Europäischer Gerichtshof entschied über Schutz bekannter Marken.

Im Streitfall geht es um eine Zahnpasta, die 2005 von "Öko-Test" als "sehr gut" bewertet wurde. Auch 2014 prangte das Testsiegel noch auf der Schachtel. Allerdings hatte "Öko-Test" 2008 einen neuen Test für Zahnpasta veröffentlicht. Zudem hatte der Hersteller Name und Verpackung der Zahncreme geändert. Nach den Vertragsbedingungen mit "Öko-Test" hätte der Hersteller das Testsiegel daher nicht mehr nutzen dürfen.

In dem Streit fragte das Oberlandesgericht (OLG) Düsseldorf beim EuGH an, inwieweit sich "Öko-Test" hier überhaupt auf seine Markenrechte an dem Testsiegel berufen kann. Schließlich bestehe keinerlei Wettbewerbssituation zwischen dem "Öko-Test"-Verlag und dem Zahnpastahersteller.

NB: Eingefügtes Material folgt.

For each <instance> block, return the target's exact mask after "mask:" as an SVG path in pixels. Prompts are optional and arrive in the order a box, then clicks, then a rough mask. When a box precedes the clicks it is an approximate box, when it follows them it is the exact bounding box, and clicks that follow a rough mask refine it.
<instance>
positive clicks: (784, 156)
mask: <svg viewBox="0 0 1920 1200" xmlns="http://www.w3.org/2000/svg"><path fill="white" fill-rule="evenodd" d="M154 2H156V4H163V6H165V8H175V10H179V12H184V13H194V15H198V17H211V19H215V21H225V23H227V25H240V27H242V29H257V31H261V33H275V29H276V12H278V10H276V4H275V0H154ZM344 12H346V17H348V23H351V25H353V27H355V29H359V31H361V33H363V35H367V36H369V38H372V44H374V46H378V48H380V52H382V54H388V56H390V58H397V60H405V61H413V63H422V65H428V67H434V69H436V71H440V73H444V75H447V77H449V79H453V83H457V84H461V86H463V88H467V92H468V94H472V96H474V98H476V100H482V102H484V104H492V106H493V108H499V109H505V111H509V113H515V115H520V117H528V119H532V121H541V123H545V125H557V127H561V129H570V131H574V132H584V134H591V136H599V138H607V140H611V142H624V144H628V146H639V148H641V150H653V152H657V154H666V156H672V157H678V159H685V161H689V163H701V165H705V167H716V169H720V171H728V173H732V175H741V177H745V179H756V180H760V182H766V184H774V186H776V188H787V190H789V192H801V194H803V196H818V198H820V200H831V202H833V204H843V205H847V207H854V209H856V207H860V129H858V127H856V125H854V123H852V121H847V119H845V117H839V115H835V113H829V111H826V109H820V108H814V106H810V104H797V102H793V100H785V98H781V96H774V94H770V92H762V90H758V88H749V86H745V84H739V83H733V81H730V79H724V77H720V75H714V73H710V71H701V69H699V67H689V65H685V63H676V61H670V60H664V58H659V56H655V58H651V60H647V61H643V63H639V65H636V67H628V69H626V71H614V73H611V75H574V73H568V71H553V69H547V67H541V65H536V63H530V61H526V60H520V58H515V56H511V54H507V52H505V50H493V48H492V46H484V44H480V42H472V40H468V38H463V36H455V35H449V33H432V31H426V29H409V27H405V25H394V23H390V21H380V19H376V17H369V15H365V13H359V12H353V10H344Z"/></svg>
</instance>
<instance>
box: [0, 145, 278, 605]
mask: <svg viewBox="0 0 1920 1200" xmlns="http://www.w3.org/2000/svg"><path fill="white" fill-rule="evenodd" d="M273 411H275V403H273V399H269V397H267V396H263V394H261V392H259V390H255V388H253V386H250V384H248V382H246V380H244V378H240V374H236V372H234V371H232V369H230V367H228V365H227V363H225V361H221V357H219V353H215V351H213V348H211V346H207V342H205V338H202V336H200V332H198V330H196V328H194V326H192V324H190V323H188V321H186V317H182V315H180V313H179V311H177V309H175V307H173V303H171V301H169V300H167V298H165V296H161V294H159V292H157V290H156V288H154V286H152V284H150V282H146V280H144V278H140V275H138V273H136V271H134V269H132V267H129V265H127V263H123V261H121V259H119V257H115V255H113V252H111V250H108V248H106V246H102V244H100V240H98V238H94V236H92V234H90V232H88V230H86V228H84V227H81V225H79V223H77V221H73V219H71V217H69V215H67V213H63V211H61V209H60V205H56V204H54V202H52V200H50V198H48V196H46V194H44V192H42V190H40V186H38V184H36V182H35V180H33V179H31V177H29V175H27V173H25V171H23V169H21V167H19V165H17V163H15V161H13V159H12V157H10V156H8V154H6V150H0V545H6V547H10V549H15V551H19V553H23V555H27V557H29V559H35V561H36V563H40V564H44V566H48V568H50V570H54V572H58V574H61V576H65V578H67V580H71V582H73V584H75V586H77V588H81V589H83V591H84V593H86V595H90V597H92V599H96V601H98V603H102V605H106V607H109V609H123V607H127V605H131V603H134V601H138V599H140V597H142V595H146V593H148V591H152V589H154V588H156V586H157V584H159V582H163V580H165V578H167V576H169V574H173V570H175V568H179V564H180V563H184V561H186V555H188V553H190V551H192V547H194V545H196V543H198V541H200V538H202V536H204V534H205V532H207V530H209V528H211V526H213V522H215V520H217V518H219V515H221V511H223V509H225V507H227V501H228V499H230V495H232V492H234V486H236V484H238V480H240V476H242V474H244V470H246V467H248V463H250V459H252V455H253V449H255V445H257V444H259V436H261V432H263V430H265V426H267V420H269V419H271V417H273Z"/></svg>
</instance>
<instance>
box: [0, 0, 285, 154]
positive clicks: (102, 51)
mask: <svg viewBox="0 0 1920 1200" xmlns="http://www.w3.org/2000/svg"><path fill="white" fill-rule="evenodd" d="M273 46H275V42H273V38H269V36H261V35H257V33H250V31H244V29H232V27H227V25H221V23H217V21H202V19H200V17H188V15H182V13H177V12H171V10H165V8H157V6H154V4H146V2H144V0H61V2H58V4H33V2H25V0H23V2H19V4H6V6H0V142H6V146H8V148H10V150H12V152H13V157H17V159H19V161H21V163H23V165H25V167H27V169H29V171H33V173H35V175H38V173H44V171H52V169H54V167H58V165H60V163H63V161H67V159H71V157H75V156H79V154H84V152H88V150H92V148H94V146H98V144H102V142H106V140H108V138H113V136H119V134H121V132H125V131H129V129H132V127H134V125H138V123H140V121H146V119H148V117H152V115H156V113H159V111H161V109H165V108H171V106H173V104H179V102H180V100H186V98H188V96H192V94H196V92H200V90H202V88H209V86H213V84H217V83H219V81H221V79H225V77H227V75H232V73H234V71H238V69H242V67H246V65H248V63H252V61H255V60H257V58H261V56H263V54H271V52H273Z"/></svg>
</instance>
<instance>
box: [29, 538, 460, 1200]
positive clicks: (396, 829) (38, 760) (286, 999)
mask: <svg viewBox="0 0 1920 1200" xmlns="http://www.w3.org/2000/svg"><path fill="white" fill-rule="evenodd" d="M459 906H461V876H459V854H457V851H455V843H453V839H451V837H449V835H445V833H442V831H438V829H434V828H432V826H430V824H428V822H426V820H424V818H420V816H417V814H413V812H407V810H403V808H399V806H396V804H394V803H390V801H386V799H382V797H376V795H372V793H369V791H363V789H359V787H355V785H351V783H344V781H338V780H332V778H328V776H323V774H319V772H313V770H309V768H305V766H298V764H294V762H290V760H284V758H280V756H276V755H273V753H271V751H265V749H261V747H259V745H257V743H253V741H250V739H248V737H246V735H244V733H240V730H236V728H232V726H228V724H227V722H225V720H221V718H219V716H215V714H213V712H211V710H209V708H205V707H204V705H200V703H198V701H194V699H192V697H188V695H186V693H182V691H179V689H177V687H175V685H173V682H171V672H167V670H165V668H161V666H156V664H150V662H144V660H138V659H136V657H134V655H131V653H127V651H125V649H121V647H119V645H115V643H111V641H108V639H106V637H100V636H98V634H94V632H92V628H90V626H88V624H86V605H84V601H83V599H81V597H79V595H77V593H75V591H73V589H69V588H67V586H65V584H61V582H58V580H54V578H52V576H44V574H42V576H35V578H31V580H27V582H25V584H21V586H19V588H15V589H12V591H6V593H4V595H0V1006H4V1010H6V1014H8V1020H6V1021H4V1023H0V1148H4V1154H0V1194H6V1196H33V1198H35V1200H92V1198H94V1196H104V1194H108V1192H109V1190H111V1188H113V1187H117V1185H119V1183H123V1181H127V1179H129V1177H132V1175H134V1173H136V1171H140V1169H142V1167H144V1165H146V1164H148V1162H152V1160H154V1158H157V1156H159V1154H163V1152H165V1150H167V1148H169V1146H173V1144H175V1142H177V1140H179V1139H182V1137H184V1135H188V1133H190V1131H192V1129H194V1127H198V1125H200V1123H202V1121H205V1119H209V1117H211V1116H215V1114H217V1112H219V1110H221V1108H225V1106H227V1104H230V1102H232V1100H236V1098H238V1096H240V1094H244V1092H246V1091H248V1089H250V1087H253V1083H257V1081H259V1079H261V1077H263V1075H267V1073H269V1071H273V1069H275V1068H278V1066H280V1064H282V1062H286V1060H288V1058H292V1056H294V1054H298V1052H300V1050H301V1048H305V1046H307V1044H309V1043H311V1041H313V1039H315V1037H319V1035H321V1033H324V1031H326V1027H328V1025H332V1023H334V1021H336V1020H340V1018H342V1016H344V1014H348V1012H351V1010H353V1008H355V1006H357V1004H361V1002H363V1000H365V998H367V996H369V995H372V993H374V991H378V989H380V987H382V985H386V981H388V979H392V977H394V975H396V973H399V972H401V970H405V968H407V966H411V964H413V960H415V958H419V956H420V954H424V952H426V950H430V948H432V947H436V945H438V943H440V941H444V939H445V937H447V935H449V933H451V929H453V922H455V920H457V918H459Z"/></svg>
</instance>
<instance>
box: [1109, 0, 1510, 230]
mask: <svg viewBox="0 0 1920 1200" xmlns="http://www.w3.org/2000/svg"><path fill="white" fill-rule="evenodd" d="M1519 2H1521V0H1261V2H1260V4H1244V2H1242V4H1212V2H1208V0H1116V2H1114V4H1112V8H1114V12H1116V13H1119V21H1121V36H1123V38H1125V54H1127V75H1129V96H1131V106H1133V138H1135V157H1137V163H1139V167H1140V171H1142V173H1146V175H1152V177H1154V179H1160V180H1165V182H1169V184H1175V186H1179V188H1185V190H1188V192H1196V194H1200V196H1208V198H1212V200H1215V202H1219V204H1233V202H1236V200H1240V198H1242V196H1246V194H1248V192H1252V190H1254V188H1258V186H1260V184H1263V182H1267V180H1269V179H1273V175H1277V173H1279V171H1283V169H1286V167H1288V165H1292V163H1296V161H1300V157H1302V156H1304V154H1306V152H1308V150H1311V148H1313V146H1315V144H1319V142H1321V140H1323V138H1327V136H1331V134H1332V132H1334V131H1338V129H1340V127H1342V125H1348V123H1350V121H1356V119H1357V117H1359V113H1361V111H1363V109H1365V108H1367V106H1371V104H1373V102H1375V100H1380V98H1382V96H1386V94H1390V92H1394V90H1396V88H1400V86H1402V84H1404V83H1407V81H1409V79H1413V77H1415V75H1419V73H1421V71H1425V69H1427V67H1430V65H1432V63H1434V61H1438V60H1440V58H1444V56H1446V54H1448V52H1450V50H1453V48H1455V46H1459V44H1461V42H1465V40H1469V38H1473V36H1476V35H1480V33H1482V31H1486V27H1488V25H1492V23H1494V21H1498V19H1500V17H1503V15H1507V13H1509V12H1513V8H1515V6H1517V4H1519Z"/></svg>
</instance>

Der EuGH bestätigte nun zwar, dass dies für das reguläre Markenrecht zutrifft. "Öko-Test" sei als Marke für Verbraucherberatung, Tests und zugehörige Druckerzeugnisse eingetragen. Das habe mit Zahnpasta nichts zu tun.

Allerdings könnten sich Testmagazine gegebenenfalls auf den ergänzenden Schutz für "bekannte Marken" berufen. Dieser besagt, dass andere Unternehmen nicht die Wertschätzung einer bekannten Marke ausnutzen dürfen.

Hierfür reiche es aus, "dass ein bedeutender Teil des maßgeblichen Publikums dieses Zeichen kennt", betonte der EuGH. Dagegen sei es nicht notwendig, dass die Verbraucher wissen, dass das Testsiegel eine Marke ist.

Hier habe das OLG Düsseldorf bereits festgestellt, dass "Öko-Test" bei den Verbrauchern in Deutschland weithin bekannt ist. Formal soll das OLG aber noch prüfen, ob der Zahnpastahersteller durch die vertragswidrige Nutzung des Testsiegels die Wertschätzung für "Öko-Test" ausgenutzt hat.